An article entitled Los ‘kikos’ eclipsan al Papa by Miguel Mora, El Pais 19/07/08, and translated by Joe C.

Kikos make up the vast majority of the 4,200 Spanish pilgrims that, according to the Spanish Episcopal Conference, have gone to the 23rd World Youth Day, celebrated in Sydney. The leader of the NeoCatechumenal Way, painter and singer Kiko Arguello, looks to these mass excursions for fresh vocations to nourish the 52 seminaries of his community. On Monday the leader will meet his young army and ask anyone who has been visited by the Holy Spirit to raise his hand. The pool of Neocatechumenal seminarians at this moment stands at more than 1500.

The kikos are the largest of the new Catholic movements. They number more than a million faithful in 105 countries, have 20,000 communities and run several private universities. Pro-government, different (?) and toeing a very conservative ideological line, their formation is conducted by laypeople, many of whom renounce careers and lives to dedicate themselves to evangelisation.

They have the full blessing of the Pope of Rome, who has just approved the statutes of the Neocatechumenal way, founded in 1964 by Arguello and by the nun and chemist, Carmen Hernandez. Their method is to send whole families to places where priests are lacking or where the Catholic religion is in decline. On the streets, he has been the support of John Paul 2 and of Antonio Rouco Varela (Cardinal of Madrid) and in Sydney he has shown that it is he who continues to provide the greatest audience at papal activities.

His independence and his capacity to lobby in high places annoys some Spanish bishops who have seen that certain catecheses programmed for Sydney stayed empty because the kikos preferred to do things their own way.

The Way has been working in parallel with Opus Dei, and apparently in tune with it, for years. While Opus seeks out talent at universities and among the economic elite, Arguello looks for, and meets, simple families. His enthusiasm knows no frontiers nor no boundaries. It is said that he is the one foreigner able to persuade the Israeli Government to give up land for nothing in Galilee. There he constructed an impressive building and there he holds his corporate meetings. In Italy important people close to the Vatican are declared kikos. One of them is Robert Piermarini, telecommunications consultant and head of Vatican Radio.

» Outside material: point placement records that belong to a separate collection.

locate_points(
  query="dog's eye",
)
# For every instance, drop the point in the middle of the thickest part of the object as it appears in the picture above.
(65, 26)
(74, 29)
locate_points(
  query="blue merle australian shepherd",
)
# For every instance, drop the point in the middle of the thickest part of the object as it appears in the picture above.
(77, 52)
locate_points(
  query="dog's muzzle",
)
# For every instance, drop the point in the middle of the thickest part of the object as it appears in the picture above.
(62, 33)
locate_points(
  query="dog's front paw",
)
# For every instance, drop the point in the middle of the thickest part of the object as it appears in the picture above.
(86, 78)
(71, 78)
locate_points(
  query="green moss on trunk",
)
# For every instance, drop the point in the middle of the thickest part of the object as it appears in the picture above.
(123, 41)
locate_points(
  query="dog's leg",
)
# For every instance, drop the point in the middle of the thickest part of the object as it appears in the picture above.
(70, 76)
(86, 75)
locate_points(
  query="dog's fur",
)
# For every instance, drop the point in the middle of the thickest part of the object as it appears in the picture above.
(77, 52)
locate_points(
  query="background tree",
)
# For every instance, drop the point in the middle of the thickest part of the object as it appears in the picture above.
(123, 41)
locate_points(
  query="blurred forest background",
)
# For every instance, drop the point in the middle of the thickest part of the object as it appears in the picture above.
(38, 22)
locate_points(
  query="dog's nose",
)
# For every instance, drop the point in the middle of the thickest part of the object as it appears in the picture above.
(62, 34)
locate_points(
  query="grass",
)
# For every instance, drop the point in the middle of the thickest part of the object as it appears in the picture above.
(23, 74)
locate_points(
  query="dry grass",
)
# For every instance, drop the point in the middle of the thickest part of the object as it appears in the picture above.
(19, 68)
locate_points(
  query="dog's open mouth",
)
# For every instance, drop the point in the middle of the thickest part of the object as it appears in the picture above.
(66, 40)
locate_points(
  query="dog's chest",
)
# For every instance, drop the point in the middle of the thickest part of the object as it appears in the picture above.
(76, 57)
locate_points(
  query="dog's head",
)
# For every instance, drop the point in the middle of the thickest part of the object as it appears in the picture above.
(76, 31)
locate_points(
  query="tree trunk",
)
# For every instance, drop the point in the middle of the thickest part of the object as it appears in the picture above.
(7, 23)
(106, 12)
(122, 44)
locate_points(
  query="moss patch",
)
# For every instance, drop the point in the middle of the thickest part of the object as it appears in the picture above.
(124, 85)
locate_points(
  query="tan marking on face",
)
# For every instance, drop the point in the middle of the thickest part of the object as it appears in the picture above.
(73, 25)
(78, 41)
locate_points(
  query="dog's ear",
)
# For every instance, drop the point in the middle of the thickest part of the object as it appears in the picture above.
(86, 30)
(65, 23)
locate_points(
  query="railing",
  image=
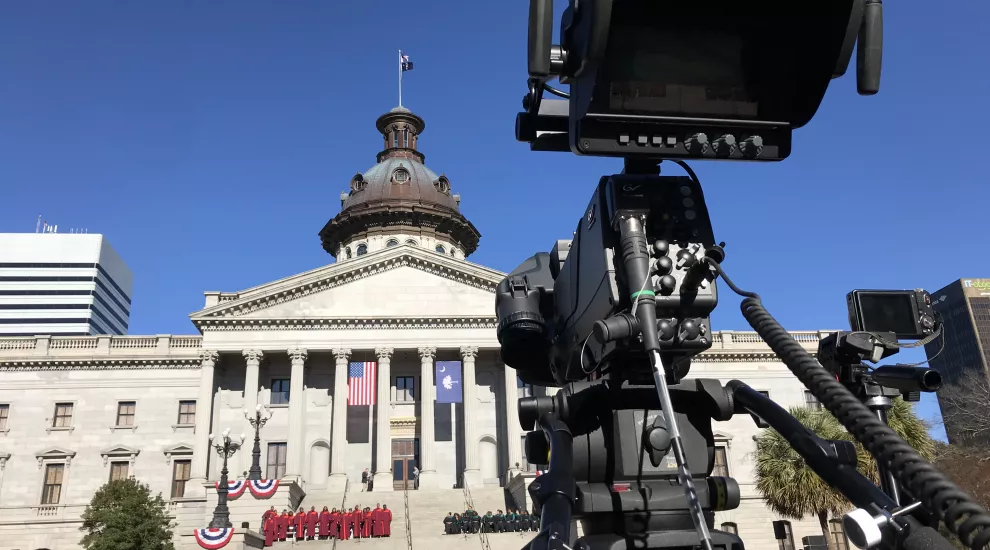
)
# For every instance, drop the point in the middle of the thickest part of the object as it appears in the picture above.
(88, 346)
(405, 498)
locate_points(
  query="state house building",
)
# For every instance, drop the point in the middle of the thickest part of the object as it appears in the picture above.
(402, 295)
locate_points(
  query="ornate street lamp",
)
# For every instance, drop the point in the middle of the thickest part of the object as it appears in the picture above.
(225, 447)
(257, 420)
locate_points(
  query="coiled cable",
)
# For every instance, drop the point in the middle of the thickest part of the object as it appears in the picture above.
(944, 499)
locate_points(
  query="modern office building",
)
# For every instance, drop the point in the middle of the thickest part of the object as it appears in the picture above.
(965, 309)
(62, 285)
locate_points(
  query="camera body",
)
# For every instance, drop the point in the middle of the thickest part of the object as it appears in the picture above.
(906, 313)
(689, 80)
(559, 313)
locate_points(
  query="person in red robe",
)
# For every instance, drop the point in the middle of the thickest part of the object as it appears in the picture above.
(282, 525)
(357, 519)
(312, 519)
(300, 523)
(366, 514)
(335, 524)
(324, 523)
(387, 521)
(377, 521)
(345, 524)
(269, 526)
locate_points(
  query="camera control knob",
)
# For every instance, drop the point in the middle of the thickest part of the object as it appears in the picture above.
(663, 266)
(752, 146)
(667, 284)
(697, 144)
(725, 145)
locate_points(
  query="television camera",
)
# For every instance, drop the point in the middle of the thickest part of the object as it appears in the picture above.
(615, 315)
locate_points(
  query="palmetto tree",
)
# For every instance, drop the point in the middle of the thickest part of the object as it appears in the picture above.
(794, 490)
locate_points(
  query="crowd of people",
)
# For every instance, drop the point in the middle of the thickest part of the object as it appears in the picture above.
(514, 521)
(327, 524)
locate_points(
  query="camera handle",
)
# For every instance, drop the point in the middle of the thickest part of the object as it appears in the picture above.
(888, 526)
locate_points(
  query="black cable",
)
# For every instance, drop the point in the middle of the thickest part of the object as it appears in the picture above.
(954, 507)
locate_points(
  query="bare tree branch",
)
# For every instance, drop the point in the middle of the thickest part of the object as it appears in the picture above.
(966, 407)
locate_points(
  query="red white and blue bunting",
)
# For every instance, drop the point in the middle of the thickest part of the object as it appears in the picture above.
(263, 488)
(234, 488)
(212, 539)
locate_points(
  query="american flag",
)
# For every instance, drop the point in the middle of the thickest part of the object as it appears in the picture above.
(361, 383)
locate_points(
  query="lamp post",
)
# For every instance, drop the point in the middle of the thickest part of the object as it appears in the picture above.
(225, 447)
(257, 420)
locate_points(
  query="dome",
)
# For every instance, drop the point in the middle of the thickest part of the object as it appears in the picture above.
(399, 199)
(400, 179)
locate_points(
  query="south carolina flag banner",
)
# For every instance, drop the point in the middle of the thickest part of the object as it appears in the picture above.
(448, 381)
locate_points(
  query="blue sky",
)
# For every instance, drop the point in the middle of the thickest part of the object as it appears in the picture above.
(210, 142)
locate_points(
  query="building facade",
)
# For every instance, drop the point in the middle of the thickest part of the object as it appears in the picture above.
(62, 285)
(964, 349)
(401, 299)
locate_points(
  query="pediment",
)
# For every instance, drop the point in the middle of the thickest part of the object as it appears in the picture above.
(54, 453)
(401, 282)
(119, 450)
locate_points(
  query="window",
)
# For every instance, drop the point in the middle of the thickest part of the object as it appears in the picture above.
(51, 493)
(837, 533)
(524, 389)
(280, 392)
(405, 388)
(63, 415)
(784, 535)
(276, 461)
(118, 470)
(187, 413)
(180, 475)
(125, 413)
(721, 468)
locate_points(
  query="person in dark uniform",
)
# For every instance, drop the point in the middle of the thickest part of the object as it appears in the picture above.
(499, 522)
(448, 524)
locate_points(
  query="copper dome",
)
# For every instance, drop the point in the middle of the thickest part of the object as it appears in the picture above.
(400, 193)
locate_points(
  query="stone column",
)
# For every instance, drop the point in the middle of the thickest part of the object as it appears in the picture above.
(513, 432)
(472, 471)
(253, 359)
(204, 413)
(383, 435)
(338, 441)
(427, 463)
(295, 450)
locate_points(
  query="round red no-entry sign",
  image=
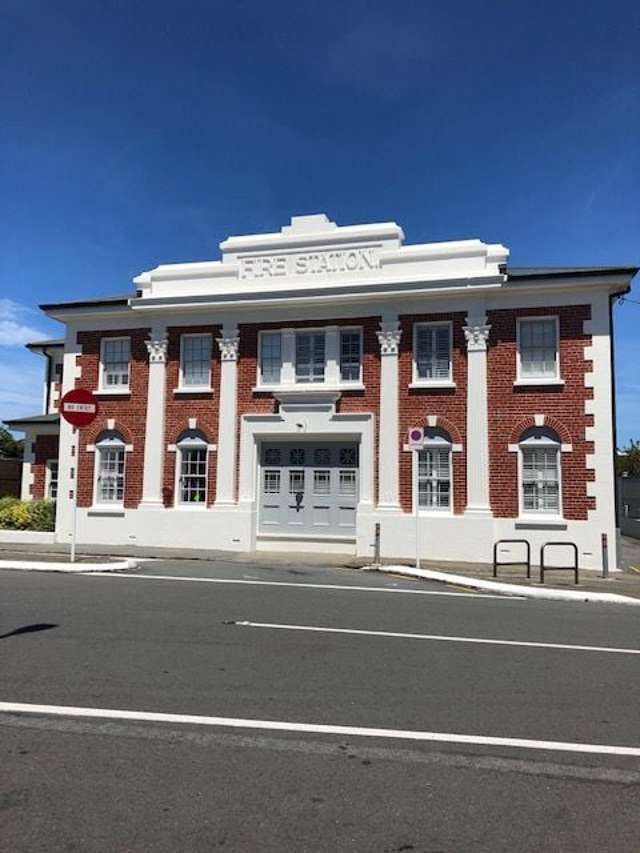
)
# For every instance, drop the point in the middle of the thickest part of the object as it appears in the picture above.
(79, 407)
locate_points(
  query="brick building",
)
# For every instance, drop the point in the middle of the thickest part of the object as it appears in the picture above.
(263, 401)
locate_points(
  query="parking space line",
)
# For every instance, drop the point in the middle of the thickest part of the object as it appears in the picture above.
(445, 638)
(345, 587)
(315, 728)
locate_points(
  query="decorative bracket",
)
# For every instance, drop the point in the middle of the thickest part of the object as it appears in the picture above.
(228, 345)
(477, 335)
(157, 349)
(389, 338)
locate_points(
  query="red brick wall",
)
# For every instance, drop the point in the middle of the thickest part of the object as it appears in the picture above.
(45, 447)
(250, 402)
(128, 411)
(449, 405)
(180, 407)
(511, 408)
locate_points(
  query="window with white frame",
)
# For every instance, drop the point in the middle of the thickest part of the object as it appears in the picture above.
(434, 471)
(538, 348)
(52, 479)
(114, 360)
(310, 356)
(270, 358)
(432, 352)
(540, 472)
(195, 361)
(350, 355)
(110, 467)
(192, 469)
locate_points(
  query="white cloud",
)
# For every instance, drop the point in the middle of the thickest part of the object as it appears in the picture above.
(14, 331)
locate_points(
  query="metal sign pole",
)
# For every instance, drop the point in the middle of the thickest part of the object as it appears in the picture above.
(416, 463)
(74, 481)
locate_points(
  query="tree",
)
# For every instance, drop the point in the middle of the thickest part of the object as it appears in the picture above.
(10, 448)
(628, 460)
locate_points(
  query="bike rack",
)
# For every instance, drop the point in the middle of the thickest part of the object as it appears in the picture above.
(573, 568)
(526, 562)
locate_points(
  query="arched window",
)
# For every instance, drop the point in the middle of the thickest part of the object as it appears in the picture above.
(192, 469)
(434, 471)
(539, 472)
(110, 466)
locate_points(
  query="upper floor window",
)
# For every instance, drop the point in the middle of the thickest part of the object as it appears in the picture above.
(114, 360)
(538, 348)
(540, 472)
(270, 358)
(350, 355)
(432, 352)
(310, 356)
(195, 362)
(434, 471)
(110, 464)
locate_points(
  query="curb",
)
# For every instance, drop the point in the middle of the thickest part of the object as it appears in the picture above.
(549, 594)
(68, 568)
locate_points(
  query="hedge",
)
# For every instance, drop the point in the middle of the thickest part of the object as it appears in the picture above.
(27, 515)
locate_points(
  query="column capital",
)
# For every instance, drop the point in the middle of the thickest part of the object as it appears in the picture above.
(389, 338)
(476, 333)
(228, 344)
(157, 349)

Other faithful find access to the Pope more difficult. After a flight of 33 hours from Scotland, Anthony and Christina Foster arrived in Sydney with one mission: to gain an audience, hear Benedict XVI ask pardon in the name of the Church and commit himself to protecting and caring for victims of sexual abuse. The two older daughters of the Fosters, Emma and Katie, while students of a catholic school in Oakleigh, Melbourne, were repeatedly raped, aged 5 and 8, by the priest, Kevin O’Donnell.

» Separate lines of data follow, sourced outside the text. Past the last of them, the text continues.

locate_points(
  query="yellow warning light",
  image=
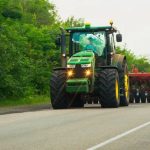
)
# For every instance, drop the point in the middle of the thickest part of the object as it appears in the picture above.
(111, 22)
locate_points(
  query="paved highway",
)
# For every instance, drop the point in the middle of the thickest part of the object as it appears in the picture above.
(125, 128)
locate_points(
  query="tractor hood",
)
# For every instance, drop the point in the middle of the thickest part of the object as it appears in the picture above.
(84, 57)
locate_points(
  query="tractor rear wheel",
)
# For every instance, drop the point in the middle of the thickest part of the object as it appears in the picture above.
(59, 98)
(108, 87)
(124, 85)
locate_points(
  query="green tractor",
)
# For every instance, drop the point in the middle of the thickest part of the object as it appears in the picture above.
(91, 71)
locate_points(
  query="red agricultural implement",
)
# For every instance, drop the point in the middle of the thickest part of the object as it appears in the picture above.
(139, 86)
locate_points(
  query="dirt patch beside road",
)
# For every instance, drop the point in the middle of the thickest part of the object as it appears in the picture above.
(19, 109)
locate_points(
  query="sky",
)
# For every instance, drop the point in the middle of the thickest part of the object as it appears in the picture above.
(131, 17)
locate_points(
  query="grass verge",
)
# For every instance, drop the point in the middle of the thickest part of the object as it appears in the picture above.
(29, 101)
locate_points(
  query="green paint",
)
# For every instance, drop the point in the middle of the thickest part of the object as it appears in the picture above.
(78, 85)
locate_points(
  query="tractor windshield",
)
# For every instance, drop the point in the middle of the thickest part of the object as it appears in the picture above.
(95, 41)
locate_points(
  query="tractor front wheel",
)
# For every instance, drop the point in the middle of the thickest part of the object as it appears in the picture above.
(124, 83)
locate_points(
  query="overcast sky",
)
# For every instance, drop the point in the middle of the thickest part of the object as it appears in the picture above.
(131, 17)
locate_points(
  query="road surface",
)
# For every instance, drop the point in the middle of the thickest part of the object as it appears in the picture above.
(125, 128)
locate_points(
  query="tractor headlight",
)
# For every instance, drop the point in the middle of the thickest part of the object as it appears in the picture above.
(88, 72)
(70, 66)
(70, 73)
(85, 65)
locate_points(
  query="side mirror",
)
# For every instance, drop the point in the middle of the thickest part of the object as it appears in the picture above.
(58, 41)
(119, 37)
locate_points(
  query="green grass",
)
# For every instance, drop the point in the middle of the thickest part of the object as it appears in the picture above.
(29, 101)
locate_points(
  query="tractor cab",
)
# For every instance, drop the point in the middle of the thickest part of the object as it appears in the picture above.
(99, 40)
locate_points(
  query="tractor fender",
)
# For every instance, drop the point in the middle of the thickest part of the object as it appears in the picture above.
(118, 61)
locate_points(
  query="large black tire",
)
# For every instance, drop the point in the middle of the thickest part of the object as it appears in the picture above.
(59, 98)
(124, 85)
(108, 87)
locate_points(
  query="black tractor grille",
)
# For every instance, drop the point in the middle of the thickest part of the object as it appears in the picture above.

O’Donnell died in1997, after being sentenced to 39 months in prison for the abuse of 12 minors. Now the sad history of the Foster family threatens to cast a shadow over the first visit of the Pope to Australia. The Fosters want to explain to Benedict XVI in person that the effects of abuse are suffered all through life, and can’t be compensated by money, but only with justice. They are waiting for the Pope to make a moral and not a legal response to victims.